Semantic communication systems are usually evaluated by reconstruction quality, while the transmitted symbols are treated as a black-box by-product of training. That is a problem for deployment. Symbol statistics determine entropy, peak behavior, fronthaul compressibility, RF stress, and how well the learned interface matches a physical channel.

This work makes those statistics analyzable. It separates two forces that are usually entangled in end-to-end training: channel pressure, which prefers high-entropy channel-useful symbols, and source pressure, which prefers energy allocation that behaves like implicit variable-length coding.

What This Paper Does

The paper derives a Student-t symbol model from a source-channel tradeoff and validates it on image semantic communication systems. DeepJSCC, which has a fixed symbol budget, produces heavier-tailed symbols because it must adapt through symbol amplitudes. NTSCC, which has explicit symbol-rate control, shifts closer to a Gaussian-like regime because part of the rate adaptation is handled structurally.

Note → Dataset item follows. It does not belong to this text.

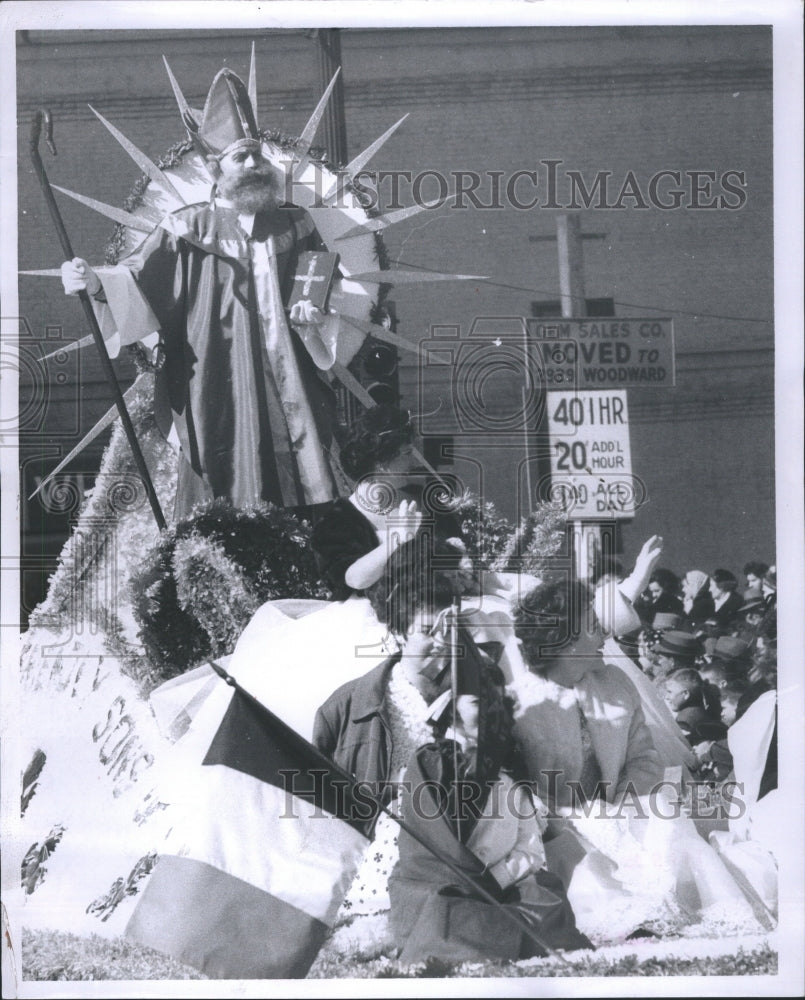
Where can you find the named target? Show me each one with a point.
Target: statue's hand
(77, 276)
(306, 314)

The same logic explains dataset effects. ImageNet has much larger image-to-image entropy variability than CIFAR-10, so fixed-length transmission benefits more from implicit rate adaptation and learns heavier tails. CIFAR-10 is more uniform, so the learned distribution is closer to Gaussian.

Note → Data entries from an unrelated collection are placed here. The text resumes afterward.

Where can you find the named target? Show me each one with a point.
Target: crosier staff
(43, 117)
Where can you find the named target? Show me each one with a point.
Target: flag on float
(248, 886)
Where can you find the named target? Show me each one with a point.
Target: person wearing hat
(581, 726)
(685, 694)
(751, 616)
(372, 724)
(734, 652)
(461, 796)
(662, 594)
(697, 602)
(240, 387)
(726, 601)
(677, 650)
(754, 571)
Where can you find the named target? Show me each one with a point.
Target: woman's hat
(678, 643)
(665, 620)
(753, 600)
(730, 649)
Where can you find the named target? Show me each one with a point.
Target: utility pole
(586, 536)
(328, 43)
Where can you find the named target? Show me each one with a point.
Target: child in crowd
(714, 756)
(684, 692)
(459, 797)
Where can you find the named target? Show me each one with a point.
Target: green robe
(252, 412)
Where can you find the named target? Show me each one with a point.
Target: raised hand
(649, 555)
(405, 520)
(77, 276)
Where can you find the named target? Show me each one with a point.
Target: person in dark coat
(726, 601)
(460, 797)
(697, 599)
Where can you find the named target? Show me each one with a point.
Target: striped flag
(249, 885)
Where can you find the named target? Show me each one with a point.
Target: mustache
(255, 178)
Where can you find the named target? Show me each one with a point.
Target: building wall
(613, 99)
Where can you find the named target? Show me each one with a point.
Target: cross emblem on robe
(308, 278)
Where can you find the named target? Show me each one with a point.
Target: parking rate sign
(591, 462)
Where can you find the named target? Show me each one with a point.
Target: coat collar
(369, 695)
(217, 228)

nu = 2.84DeepJSCC symbols: heavier-tailed, fixed-length signaling.

nu = 7.92NTSCC symbols: more Gaussian-like with explicit rate control.

4.8%Extra training time for the KDE regularizer in the CIFAR-10 setup.

Symbol distributions by coding scheme — Symbol distributions with respect to coding schemes. Fixed-length DeepJSCC and variable-rate NTSCC produce measurably different tails, matching the source-channel pressure interpretation.

Key Results

The learned symbol distribution is well described by a variance-normalized Student-t family.
Explicit symbol-rate control pushes symbols toward larger nu, i.e., a more Gaussian-like regime.
Larger sample-to-sample source entropy variability pushes fixed-length systems toward heavier tails.
Training SNR changes the fitted tail behavior, showing that the channel condition also shapes the latent law.
A weak Gaussian-prior regularizer improves convergence in source-coding-dominated regimes, supporting the idea that distribution shaping affects training dynamics.